The third quarter was another relatively strong one for the MENA region, sharply outperforming most developing markets, cheered on by oil prices at or above $80 per barrel. Qatar (+11%), Oman (+10%) and Kuwait (+9%) were the top performing markets, while in the Levant, Lebanon and Jordan dropped by 15% and 9% respectively. The performance in Qatar has been driven by the increase in foreign ownership limits, which has supported the market through passive inflows. Saudi was hurt by negative press and margin calls, while Egyptian shares, a part of the MSCI Emerging Markets Index, were on the losing end due to the ongoing high volatility in emerging markets. On a year to date basis, it is noteworthy that of all the stock markets in the MENA region only one manages to keep up with the performance of the price of oil, and that market is a net oil importer, namely Tunisia (+25%).

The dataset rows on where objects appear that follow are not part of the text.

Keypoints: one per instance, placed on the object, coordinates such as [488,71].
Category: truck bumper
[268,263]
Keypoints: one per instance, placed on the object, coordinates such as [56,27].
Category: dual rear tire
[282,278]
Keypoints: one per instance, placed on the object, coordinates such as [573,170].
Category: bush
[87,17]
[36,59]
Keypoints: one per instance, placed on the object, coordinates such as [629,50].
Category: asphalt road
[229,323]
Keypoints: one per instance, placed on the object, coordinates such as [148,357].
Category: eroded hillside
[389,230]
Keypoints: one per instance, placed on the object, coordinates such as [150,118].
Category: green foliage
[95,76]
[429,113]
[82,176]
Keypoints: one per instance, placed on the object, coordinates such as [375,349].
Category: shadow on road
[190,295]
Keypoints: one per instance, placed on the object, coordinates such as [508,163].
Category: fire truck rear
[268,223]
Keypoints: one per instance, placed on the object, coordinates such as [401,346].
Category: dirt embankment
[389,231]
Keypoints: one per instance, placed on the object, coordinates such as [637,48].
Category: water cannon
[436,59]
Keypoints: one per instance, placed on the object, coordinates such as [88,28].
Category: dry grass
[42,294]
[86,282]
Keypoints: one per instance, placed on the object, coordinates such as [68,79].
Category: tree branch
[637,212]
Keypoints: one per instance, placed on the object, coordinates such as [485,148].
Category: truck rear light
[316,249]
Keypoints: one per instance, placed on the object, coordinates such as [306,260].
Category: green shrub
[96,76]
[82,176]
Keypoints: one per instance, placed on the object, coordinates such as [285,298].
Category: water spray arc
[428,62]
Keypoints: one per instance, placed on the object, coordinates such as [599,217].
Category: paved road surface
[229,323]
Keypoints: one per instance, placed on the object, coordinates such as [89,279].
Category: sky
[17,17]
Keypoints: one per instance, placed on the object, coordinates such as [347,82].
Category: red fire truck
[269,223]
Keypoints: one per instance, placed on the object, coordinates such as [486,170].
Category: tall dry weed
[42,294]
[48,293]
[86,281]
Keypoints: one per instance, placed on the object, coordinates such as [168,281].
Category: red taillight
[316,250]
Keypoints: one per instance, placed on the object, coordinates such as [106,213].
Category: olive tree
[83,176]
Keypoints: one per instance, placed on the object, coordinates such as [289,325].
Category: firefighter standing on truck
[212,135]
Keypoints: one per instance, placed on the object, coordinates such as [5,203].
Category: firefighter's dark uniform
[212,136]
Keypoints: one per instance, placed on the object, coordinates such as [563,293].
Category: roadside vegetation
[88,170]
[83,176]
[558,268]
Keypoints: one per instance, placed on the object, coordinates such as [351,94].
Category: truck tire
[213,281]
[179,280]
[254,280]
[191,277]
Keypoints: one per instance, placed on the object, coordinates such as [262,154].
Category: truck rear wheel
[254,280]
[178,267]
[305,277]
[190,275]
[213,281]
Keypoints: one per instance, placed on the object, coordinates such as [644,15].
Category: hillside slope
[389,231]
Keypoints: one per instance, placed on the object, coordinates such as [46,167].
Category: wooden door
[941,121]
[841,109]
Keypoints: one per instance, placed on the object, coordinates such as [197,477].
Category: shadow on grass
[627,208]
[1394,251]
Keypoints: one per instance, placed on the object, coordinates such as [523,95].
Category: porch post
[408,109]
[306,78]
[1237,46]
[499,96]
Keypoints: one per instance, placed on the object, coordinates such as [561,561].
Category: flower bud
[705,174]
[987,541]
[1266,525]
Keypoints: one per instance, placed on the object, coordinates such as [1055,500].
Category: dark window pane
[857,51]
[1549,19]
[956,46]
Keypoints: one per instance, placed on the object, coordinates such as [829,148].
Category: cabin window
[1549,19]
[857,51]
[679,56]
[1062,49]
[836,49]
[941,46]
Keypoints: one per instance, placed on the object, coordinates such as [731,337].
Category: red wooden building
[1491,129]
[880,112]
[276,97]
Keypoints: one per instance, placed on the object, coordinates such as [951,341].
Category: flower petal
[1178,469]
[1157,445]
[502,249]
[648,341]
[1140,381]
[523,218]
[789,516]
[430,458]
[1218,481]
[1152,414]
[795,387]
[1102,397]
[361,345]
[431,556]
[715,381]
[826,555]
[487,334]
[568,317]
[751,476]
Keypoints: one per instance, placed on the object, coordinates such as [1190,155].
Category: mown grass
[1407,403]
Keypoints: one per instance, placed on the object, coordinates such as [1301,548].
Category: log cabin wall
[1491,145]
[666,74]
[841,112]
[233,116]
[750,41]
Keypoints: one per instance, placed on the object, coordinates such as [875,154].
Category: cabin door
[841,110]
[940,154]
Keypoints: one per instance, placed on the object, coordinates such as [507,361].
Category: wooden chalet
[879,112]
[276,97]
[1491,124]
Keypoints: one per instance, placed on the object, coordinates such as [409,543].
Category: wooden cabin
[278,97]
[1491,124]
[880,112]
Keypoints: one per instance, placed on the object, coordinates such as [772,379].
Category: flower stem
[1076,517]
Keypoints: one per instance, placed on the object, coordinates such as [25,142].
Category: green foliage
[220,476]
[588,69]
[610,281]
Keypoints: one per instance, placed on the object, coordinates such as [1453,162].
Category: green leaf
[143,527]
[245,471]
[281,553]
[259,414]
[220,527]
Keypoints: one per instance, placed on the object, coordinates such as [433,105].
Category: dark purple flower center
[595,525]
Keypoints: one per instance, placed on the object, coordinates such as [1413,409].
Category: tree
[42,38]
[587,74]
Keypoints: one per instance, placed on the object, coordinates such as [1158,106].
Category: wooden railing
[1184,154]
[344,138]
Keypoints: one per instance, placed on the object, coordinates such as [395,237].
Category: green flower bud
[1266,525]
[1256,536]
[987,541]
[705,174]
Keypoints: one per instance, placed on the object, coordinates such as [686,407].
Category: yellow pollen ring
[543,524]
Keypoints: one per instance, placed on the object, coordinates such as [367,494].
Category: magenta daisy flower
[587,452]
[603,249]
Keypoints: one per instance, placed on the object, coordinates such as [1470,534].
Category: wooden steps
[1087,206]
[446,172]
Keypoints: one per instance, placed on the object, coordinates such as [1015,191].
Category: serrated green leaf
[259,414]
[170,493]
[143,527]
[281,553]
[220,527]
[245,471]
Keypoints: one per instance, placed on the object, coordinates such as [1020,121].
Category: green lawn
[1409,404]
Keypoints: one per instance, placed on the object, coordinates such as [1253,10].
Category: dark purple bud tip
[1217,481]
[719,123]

Despite a weakening outlook for the global economy, the prospects for the energy-rich part of MENA and especially the GCC is improving. Earlier this month the IMF upgraded its growth forecasts for GCC for 2018 and 2019. We believe there is a good chance that the region will enjoy a period of healthier growth and that stock prices could rally into the year-end. Structural changes such as improving foreign ownership limits and higher inclusion in MSCI and FTSE indices will also give support to the market. The Saudi market is trading at 16x Price Earnings Ratio (PE) which is slightly below its 10-year average while GCC markets ex Saudi are trading at their lowest level since the financial crisis.